What happens in the therapy room for the client – and therapist?
A new book tackles that question by telling the stories of five patients, one of whom is the author herself. (She is also a therapist.)
“I wrote this book because I wanted to bring people into the therapy room and let them see how people get through their struggles,” said Lori Gottlieb, author of “Maybe You Should Talk to Someone: A Therapist, Her Therapist, and Our Lives Revealed.”
“I’m the fifth patient because I didn’t want to be the expert up high,” she said. “I wanted to show my humanity like everyone else.”
Gottlieb is a psychotherapist and writer of the weekly “Dear Therapist” advice column in The Atlantic.

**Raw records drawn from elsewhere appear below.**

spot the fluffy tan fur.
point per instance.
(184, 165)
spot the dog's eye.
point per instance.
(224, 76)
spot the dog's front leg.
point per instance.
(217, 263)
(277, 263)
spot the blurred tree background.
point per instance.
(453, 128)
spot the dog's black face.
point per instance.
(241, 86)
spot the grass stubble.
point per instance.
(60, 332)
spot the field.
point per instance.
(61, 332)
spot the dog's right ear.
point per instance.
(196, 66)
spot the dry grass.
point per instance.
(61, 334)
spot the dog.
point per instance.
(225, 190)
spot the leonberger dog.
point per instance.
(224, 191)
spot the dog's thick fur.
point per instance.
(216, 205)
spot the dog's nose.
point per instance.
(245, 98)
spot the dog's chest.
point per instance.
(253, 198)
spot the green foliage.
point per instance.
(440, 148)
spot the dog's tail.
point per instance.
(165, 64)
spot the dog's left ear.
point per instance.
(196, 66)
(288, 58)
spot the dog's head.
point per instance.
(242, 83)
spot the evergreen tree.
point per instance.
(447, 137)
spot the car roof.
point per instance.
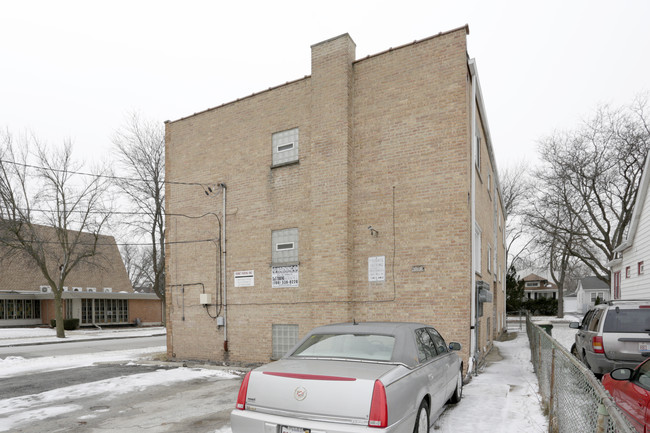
(405, 350)
(389, 328)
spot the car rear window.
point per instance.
(348, 346)
(628, 320)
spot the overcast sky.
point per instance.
(75, 69)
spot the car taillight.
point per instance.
(243, 390)
(378, 407)
(597, 344)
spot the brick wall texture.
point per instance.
(384, 141)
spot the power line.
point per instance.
(111, 244)
(104, 176)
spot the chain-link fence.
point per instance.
(575, 400)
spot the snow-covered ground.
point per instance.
(13, 336)
(503, 398)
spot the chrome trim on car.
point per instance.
(308, 416)
(366, 361)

She brought herself to see a therapist five years ago when her boyfriend, whom she expected to marry, broke up with her.
But what starts as Gottlieb’s “presenting problem,” or the issue that brings a client to see a therapist, becomes a glimpse into a larger, underlying problem: a fear of not having much life left to live.

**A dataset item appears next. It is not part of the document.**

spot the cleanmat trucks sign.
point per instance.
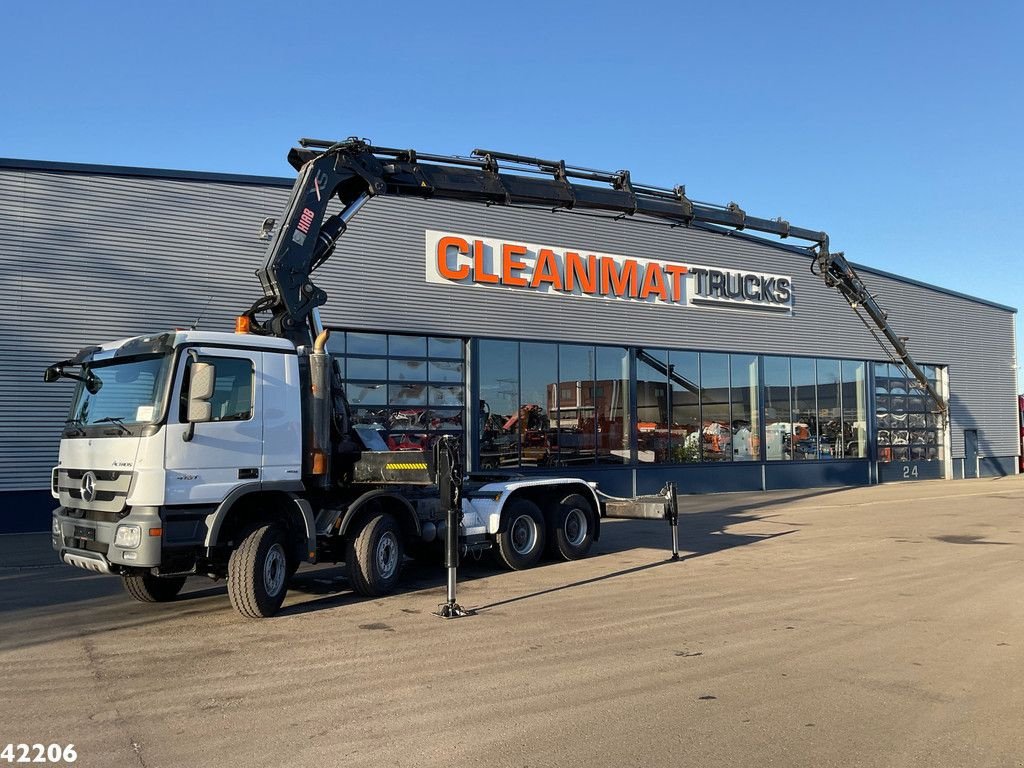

“I was really dealing with these questions around half of my life being over and, ‘What was the second half going to look like?’ I felt kind of dead inside,” she said. “What a therapist does is hold up a mirror to [their patients] to see their reflection, and help them see something that they aren’t aware of,” she said.
By telling her story and that of her patients, Gottlieb said she hopes readers see how everyone is more similar than different.
“And that we grow in connection with others,” she said.